Data Guide
To run ForeTiS on your data, you need to provide a CSV or HDF5/H5/H5PY file like described below. ForeTiS is designed to work with several file types besides the one we provide in this repository as tutorial data. For a better understanding, we provide a tutorial video, where we conduct case studies and in this course also go into detail about the data to be provided: tut_adv_casestudies.
CSV
To use your own CSV data, the dataset must be in such a manner that the dataset_specific_config.ini file can be filled like you can see in the figure below or as described under dataset_specific_config.ini. This figure is an example for a csv file that is suitable for ForeTiS. Important is that it contains a header with the naming of the columns, one sample per row, features and target value in the columns, and a column with the time information.
dataset_specific_config.ini
In this file you can define some characteristics of your data.
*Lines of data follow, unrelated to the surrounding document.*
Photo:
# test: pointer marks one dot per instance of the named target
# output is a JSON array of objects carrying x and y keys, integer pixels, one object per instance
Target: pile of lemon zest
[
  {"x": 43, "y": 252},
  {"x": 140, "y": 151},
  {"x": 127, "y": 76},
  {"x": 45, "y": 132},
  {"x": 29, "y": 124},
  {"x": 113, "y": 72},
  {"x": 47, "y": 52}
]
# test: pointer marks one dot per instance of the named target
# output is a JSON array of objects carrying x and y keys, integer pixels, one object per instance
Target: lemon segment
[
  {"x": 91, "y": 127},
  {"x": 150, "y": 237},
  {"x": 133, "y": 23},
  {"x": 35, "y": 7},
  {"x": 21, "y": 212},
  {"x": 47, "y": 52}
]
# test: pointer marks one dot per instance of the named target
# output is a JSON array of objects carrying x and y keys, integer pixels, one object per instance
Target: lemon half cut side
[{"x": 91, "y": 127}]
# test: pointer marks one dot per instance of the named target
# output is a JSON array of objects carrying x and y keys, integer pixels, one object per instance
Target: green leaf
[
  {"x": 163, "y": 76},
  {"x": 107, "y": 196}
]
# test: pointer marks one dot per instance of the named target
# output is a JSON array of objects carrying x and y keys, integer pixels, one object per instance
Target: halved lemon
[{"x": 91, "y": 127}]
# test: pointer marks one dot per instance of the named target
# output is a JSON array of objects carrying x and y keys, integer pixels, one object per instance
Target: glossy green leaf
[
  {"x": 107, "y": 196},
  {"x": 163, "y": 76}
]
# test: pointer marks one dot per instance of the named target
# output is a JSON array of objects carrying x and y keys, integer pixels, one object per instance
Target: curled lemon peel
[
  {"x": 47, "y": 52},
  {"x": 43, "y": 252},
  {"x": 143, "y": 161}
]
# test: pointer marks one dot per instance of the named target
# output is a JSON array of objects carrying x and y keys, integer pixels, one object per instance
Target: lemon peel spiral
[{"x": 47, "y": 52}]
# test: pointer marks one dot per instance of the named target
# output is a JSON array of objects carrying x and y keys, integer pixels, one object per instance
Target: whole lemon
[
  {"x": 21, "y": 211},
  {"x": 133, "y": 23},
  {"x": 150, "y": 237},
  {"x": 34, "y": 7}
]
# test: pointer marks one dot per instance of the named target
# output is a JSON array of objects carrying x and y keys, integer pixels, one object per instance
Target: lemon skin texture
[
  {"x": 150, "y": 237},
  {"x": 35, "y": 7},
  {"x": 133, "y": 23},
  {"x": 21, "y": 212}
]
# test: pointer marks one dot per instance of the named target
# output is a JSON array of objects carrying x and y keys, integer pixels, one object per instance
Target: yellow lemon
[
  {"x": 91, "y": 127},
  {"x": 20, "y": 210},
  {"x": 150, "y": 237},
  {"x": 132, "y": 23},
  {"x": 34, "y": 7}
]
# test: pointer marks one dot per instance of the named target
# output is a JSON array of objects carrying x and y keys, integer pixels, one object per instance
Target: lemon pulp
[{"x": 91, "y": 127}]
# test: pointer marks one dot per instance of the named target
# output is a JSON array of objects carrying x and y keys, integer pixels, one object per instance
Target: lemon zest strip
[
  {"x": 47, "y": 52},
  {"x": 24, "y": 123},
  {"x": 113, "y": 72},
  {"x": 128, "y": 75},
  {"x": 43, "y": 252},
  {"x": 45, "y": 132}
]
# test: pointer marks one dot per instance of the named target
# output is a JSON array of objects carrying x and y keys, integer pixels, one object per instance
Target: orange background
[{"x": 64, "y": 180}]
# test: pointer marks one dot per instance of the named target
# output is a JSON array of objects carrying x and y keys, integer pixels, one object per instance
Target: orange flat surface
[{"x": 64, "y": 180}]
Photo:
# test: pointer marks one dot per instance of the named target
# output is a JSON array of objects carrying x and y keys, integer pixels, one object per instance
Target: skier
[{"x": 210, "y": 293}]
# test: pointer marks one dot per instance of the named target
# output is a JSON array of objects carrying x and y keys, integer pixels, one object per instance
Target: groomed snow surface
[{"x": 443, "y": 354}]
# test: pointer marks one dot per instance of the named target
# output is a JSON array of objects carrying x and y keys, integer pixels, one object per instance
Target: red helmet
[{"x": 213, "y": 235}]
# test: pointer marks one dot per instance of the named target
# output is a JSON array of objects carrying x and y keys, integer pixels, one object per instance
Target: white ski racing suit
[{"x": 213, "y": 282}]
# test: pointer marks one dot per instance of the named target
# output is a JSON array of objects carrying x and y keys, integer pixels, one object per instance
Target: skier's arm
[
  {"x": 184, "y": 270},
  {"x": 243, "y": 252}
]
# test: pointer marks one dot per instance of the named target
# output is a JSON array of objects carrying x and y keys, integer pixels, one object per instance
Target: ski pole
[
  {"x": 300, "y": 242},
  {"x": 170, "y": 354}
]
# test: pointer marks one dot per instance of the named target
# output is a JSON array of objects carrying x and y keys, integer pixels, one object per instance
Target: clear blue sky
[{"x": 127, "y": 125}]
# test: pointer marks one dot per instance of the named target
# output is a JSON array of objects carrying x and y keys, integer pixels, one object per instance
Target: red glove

The following points should be adjusted:
values_for_counter: the values that should trigger the counter adder
columns_for_counter: the columns where the counter adder should be applied
columns_for_lags: the columns that should be lagged by one sample
columns_for_rolling_mean: the columns where the rolling mean should be applied
columns_for_lags_rolling_mean: the columns where seasonal lagged rolling mean should be applied
imputation: whether to perfrom imputation or not
resample_weekly: whether to resample weekly or not
string_columns: columns containing strings
float_columns: columns containing floats
time_column: columns containing the time information
time_format: the time format, either “W”, “D”, or “H”
seasonal_periods: how many datapoints one season has
featuresets_regex: regular expression with which the feature sets should be filtered
features: the features of the dataset
categorical_columns: the categorical columns of the dataset
max_seasonal_lags: maximal number of seasonal lags to be applied
target_column: the target column for the prediction
In the Video tutorial: ForeTiS case studies, you can see exemplary on two case studies, how the configuration file should look like.
Preprocessing
In the preprocessing step, the actions defined in the dataset_specific_config.ini file will be performed. Additionally, useless columns get dropped and, if the amount of a focus product gets predicted, the correlating products gets calculated. Afterwards, in the featureadding and resampling step, the feature engineering happens where additional useful statisical and calendar features (like defined in the dataset_specific_config.ini file) get added and the categorical features get on hot encoded. Then, if defined, the data gets resampled and the datasets like described in HDF5 / H5 / H5PY will be created and saved. Once the dataset is preprocessed and the HDF5 file is generated, the algorithm recognized this when restarting experiments and directly reads in the HDF5 file to avoid redoing the time consuming preprocessing step.